Wichtig für einen ausgeglichenen Knochenstoffwechsel ist das weibliche Geschlechtshormon Östrogen. In den Wechseljahren und danach fällt der Östrogenspiegel stark ab. Das führt zu einem deutlichen Abbau der Knochenmasse sowie der Knochenstruktur. So nimmt die Knochendichte bei Frauen in den ersten 15 Jahren nach der letzten Regelblutung durchschnittlich um etwa 20 bis 30 Prozent ab – ein Grund, warum die Zahl Osteoporose- Kranker jenseits des 60. Lebensjahrs stark ansteigt.
Einer der bedeutendsten Risikofaktoren ist fehlende Bewegung. Doch hier kann jeder sehr viel selbst tun. Denn der entscheidende Reiz für das Knochenwachstum bleibt die Belastung, also der Zug durch die Muskeln am Knochen. Weil im Weltall die Schwerkraft fehlt, verlieren Astronauten innerhalb kurzer Zeit bis zu 30 Prozent ihrer Knochenmasse. Das Gleiche passiert Bettlägerigen.
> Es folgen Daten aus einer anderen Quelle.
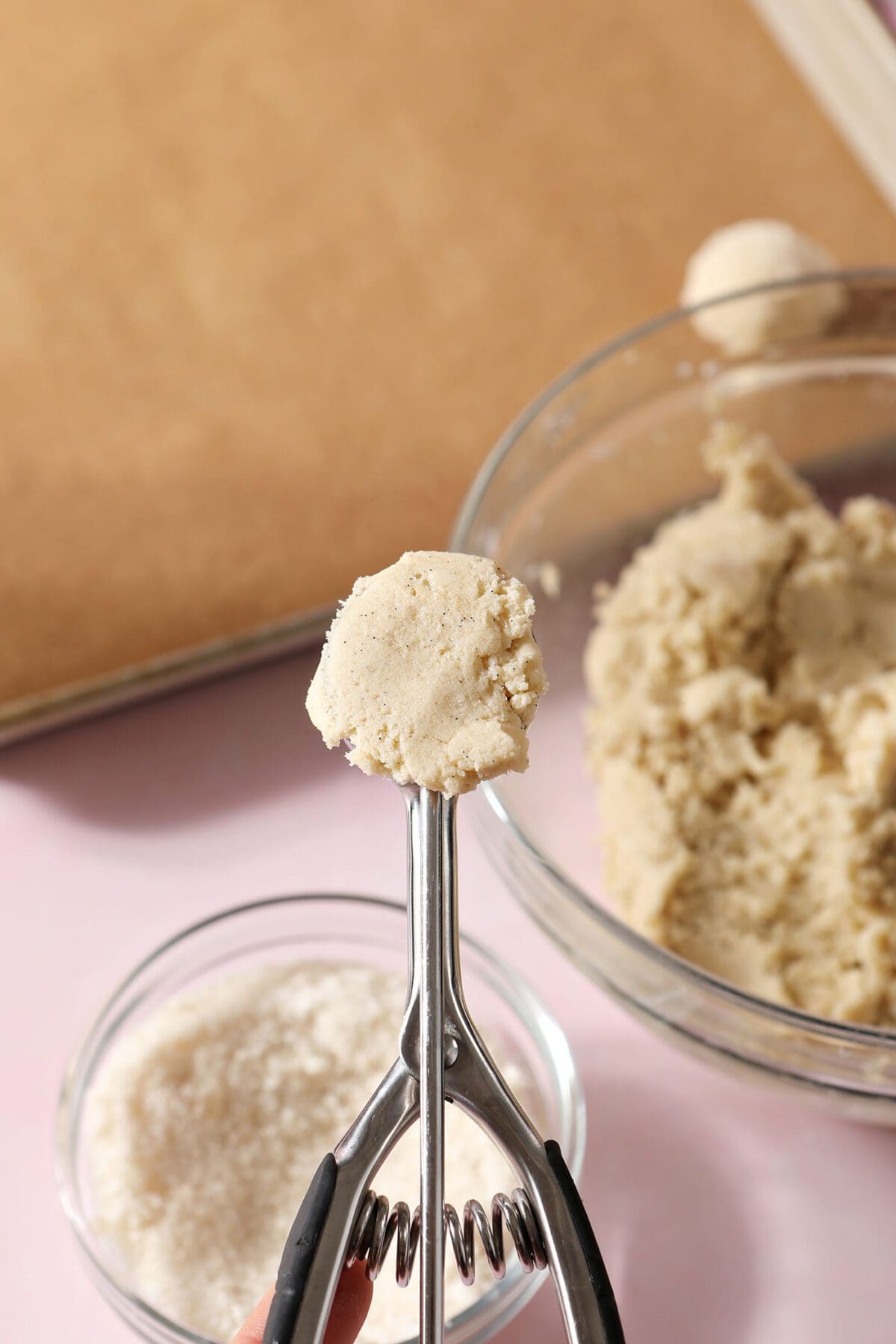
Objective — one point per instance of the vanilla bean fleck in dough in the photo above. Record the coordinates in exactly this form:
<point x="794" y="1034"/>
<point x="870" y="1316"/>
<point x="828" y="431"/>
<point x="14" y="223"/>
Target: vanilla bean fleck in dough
<point x="432" y="673"/>
<point x="743" y="732"/>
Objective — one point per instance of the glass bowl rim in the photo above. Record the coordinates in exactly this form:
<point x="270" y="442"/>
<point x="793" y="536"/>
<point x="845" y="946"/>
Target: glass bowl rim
<point x="613" y="925"/>
<point x="514" y="988"/>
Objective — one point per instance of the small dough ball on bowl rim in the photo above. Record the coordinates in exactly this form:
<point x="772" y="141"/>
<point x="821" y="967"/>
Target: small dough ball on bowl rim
<point x="759" y="252"/>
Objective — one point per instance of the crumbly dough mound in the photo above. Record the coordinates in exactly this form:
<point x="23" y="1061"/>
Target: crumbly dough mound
<point x="743" y="732"/>
<point x="756" y="252"/>
<point x="432" y="672"/>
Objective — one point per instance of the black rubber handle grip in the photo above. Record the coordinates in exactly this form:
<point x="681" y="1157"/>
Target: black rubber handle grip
<point x="299" y="1256"/>
<point x="597" y="1270"/>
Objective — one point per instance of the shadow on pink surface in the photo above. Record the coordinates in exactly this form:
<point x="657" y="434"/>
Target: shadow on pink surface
<point x="668" y="1216"/>
<point x="183" y="759"/>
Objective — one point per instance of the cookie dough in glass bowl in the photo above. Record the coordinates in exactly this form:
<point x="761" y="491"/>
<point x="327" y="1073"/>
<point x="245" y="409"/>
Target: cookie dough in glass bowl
<point x="573" y="490"/>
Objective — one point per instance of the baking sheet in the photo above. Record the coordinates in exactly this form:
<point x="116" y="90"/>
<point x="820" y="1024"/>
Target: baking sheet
<point x="290" y="270"/>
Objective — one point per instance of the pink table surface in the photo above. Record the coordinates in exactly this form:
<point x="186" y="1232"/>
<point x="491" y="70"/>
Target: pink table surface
<point x="727" y="1216"/>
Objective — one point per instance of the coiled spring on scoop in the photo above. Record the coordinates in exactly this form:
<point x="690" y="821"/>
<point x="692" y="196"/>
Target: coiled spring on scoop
<point x="378" y="1225"/>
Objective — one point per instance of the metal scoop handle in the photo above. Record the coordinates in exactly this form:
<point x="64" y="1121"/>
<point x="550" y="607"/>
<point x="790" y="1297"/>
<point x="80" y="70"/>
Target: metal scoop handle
<point x="461" y="1070"/>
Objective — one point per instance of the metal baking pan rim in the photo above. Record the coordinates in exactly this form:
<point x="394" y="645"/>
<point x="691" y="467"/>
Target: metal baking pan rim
<point x="69" y="705"/>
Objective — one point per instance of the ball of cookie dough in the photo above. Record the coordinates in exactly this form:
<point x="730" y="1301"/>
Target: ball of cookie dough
<point x="432" y="672"/>
<point x="756" y="252"/>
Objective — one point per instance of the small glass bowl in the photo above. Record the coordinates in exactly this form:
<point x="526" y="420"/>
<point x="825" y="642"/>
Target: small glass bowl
<point x="574" y="487"/>
<point x="317" y="927"/>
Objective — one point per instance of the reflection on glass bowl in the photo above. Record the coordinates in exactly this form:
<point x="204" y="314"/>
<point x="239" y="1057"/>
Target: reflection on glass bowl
<point x="581" y="480"/>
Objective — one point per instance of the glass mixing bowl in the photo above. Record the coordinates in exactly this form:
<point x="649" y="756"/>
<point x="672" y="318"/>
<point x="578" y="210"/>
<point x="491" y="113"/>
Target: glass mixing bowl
<point x="319" y="927"/>
<point x="579" y="482"/>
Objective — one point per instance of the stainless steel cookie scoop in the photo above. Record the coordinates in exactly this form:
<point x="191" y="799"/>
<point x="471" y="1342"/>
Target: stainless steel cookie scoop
<point x="441" y="1057"/>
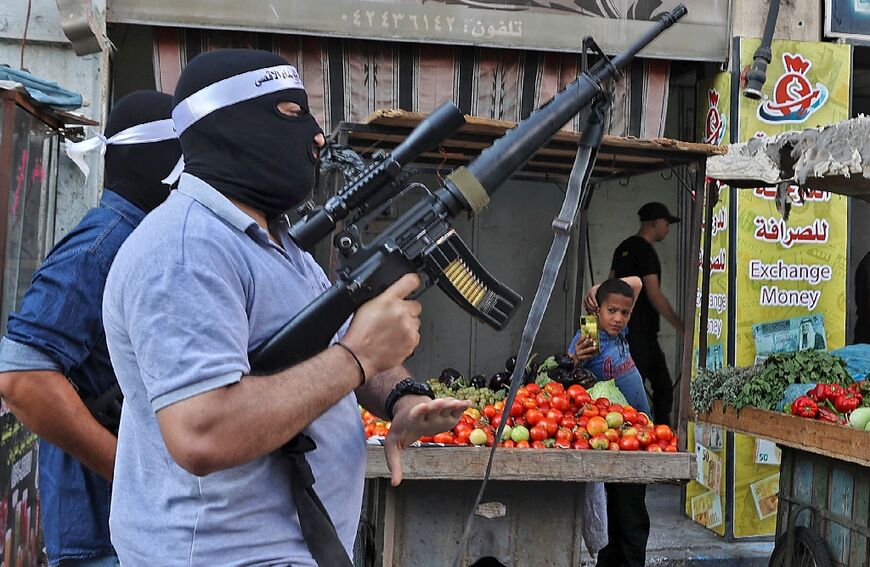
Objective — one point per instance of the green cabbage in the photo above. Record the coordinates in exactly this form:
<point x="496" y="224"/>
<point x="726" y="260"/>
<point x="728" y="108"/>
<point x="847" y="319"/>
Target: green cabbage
<point x="607" y="389"/>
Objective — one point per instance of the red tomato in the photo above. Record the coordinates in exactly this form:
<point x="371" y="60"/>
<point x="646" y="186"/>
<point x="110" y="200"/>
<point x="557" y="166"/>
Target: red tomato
<point x="538" y="433"/>
<point x="596" y="425"/>
<point x="664" y="433"/>
<point x="462" y="427"/>
<point x="446" y="438"/>
<point x="517" y="409"/>
<point x="555" y="415"/>
<point x="575" y="390"/>
<point x="549" y="426"/>
<point x="533" y="416"/>
<point x="599" y="442"/>
<point x="560" y="402"/>
<point x="646" y="437"/>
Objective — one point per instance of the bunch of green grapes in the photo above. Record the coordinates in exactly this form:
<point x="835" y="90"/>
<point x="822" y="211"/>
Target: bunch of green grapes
<point x="479" y="397"/>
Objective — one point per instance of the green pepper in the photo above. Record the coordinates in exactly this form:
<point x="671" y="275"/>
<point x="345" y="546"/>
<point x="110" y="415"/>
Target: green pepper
<point x="847" y="403"/>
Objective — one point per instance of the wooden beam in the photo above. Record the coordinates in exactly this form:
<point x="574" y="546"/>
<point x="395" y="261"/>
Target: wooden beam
<point x="831" y="440"/>
<point x="565" y="465"/>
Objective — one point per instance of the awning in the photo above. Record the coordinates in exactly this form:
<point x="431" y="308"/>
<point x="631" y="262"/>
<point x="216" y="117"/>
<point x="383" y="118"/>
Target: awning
<point x="833" y="158"/>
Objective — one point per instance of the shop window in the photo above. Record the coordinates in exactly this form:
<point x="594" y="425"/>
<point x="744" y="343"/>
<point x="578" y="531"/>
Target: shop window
<point x="31" y="180"/>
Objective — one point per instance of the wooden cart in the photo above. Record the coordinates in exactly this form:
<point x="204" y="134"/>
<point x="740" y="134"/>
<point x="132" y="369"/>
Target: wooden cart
<point x="824" y="484"/>
<point x="530" y="514"/>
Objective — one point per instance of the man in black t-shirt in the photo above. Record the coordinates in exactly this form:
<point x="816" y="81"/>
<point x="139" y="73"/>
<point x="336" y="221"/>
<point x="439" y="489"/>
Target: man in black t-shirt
<point x="637" y="257"/>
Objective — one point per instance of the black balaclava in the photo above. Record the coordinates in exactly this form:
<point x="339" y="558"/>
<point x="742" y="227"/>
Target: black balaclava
<point x="249" y="151"/>
<point x="135" y="171"/>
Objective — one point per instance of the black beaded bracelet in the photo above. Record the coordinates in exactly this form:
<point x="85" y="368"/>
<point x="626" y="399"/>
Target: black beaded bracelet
<point x="355" y="359"/>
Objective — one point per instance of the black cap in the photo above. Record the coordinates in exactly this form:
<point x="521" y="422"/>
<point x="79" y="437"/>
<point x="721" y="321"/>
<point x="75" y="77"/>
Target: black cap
<point x="653" y="211"/>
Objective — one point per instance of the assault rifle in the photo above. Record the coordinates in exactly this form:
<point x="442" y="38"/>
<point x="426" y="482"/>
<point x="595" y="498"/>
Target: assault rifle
<point x="423" y="240"/>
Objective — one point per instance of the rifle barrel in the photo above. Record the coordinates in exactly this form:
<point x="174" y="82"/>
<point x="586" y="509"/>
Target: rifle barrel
<point x="509" y="153"/>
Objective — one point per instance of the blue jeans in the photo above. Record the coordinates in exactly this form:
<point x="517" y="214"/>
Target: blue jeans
<point x="108" y="561"/>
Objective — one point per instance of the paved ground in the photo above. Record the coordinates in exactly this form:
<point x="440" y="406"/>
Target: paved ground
<point x="676" y="541"/>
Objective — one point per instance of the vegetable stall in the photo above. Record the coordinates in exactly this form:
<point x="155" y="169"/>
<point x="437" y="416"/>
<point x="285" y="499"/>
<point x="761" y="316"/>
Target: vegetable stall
<point x="814" y="405"/>
<point x="542" y="486"/>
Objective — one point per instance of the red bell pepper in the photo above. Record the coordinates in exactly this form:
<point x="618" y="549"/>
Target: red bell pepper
<point x="804" y="407"/>
<point x="824" y="392"/>
<point x="829" y="416"/>
<point x="847" y="403"/>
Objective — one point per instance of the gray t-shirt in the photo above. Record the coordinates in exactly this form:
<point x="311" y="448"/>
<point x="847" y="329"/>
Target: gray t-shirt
<point x="194" y="289"/>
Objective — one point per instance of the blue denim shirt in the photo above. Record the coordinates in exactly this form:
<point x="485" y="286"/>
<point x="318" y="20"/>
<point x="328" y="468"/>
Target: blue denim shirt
<point x="59" y="327"/>
<point x="614" y="362"/>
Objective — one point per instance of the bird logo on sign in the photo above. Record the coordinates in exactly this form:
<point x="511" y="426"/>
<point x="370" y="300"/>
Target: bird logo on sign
<point x="795" y="99"/>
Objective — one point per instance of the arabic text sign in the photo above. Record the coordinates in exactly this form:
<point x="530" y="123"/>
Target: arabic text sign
<point x="555" y="25"/>
<point x="791" y="275"/>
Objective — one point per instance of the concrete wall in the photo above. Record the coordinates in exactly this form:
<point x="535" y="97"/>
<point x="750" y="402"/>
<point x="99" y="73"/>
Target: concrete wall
<point x="49" y="55"/>
<point x="798" y="19"/>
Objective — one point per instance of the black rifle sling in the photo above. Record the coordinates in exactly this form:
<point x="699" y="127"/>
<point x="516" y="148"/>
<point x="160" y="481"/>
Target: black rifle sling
<point x="106" y="407"/>
<point x="318" y="530"/>
<point x="576" y="198"/>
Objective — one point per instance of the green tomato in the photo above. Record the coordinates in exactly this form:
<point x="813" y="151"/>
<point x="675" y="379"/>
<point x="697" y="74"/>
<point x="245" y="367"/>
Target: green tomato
<point x="519" y="433"/>
<point x="506" y="433"/>
<point x="477" y="437"/>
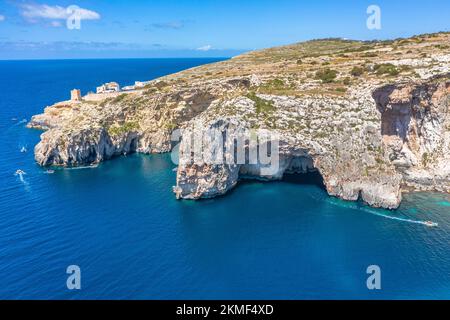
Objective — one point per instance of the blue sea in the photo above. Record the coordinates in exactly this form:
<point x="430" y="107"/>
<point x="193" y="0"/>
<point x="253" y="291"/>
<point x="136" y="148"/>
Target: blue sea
<point x="120" y="222"/>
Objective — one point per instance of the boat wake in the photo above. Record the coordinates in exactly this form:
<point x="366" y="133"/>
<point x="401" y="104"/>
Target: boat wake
<point x="376" y="212"/>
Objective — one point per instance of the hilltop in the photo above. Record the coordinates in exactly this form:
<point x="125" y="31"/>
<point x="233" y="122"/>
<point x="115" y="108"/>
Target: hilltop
<point x="371" y="117"/>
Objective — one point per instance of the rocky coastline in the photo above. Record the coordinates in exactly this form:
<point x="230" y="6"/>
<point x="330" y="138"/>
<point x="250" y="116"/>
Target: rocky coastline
<point x="371" y="117"/>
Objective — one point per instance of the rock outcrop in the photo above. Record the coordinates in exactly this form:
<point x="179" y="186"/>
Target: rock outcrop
<point x="372" y="118"/>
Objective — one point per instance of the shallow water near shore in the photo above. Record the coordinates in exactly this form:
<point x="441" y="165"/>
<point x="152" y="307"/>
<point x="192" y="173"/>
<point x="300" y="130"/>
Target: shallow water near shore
<point x="121" y="224"/>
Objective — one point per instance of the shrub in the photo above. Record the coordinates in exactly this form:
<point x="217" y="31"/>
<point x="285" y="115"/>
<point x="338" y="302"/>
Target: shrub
<point x="261" y="105"/>
<point x="386" y="68"/>
<point x="326" y="75"/>
<point x="357" y="71"/>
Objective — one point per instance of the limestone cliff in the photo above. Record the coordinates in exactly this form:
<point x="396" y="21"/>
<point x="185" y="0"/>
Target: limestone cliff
<point x="371" y="117"/>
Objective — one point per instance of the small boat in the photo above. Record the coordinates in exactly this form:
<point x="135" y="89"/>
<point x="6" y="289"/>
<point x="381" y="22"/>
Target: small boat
<point x="431" y="224"/>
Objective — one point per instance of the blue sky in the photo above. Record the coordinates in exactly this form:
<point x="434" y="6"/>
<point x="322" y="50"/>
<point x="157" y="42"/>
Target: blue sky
<point x="187" y="28"/>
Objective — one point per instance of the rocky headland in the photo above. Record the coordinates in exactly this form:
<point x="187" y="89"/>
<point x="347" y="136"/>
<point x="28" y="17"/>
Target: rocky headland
<point x="372" y="117"/>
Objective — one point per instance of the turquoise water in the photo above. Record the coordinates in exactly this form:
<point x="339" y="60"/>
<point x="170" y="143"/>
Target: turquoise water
<point x="122" y="225"/>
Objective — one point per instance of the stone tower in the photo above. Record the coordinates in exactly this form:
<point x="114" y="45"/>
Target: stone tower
<point x="75" y="95"/>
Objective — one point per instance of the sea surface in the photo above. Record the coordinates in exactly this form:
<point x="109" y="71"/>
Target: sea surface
<point x="120" y="222"/>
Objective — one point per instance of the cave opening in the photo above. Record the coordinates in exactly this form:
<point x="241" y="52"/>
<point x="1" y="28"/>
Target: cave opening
<point x="312" y="178"/>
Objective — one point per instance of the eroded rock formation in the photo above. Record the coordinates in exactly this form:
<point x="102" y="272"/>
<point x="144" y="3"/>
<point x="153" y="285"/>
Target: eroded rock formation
<point x="372" y="128"/>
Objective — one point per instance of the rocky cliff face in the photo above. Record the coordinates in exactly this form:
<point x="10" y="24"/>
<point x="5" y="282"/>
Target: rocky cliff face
<point x="372" y="118"/>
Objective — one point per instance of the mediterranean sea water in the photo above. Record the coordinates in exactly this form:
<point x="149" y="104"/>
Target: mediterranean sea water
<point x="120" y="222"/>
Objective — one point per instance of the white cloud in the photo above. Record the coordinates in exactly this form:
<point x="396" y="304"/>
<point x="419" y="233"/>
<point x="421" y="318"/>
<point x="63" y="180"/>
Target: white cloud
<point x="33" y="12"/>
<point x="56" y="24"/>
<point x="205" y="48"/>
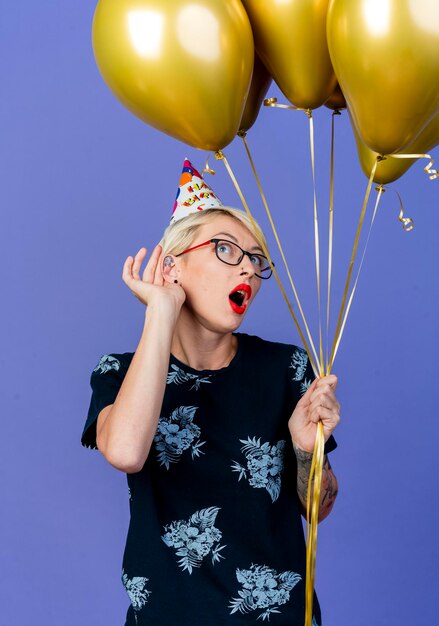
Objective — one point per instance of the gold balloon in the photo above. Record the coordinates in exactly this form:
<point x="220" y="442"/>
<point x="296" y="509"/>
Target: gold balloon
<point x="261" y="81"/>
<point x="290" y="38"/>
<point x="391" y="169"/>
<point x="336" y="100"/>
<point x="183" y="67"/>
<point x="386" y="57"/>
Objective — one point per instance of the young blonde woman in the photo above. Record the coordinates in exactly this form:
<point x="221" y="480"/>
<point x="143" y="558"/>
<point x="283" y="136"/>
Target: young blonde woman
<point x="214" y="429"/>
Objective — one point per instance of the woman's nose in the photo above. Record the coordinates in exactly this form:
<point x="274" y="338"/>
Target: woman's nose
<point x="247" y="266"/>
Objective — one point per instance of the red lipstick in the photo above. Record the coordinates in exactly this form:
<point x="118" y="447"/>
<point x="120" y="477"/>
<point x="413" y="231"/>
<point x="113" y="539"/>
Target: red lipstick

Auch Untergewicht schadet unserem tragenden Gerüst, ebenso eine falsche Ernährung, bei der es an Vitaminen und Mineralstoffen mangelt. Und wer raucht oder übermäßig Alkohol trinkt, gefährdet ebenfalls die Dichte der Knochen. Nicht zuletzt können bestimmte Medikamente wie zum Beispiel Kortison das Skelett poröser machen. Menschen mit Rheuma oder Asthma, die jahrelang Kortison einnehmen müssen, sollten frühzeitig darauf hingewiesen werden, dass es ein Calciumräuber ist.
Auch Frauen, die nach Brustkrebs Aromatasehemmer erhalten, sollten eine Knochendichtemessung durchführen lassen. Mit der Messung kann das Risiko erkannt werden und einem Bruch kann gezielt vorgebeugt werden.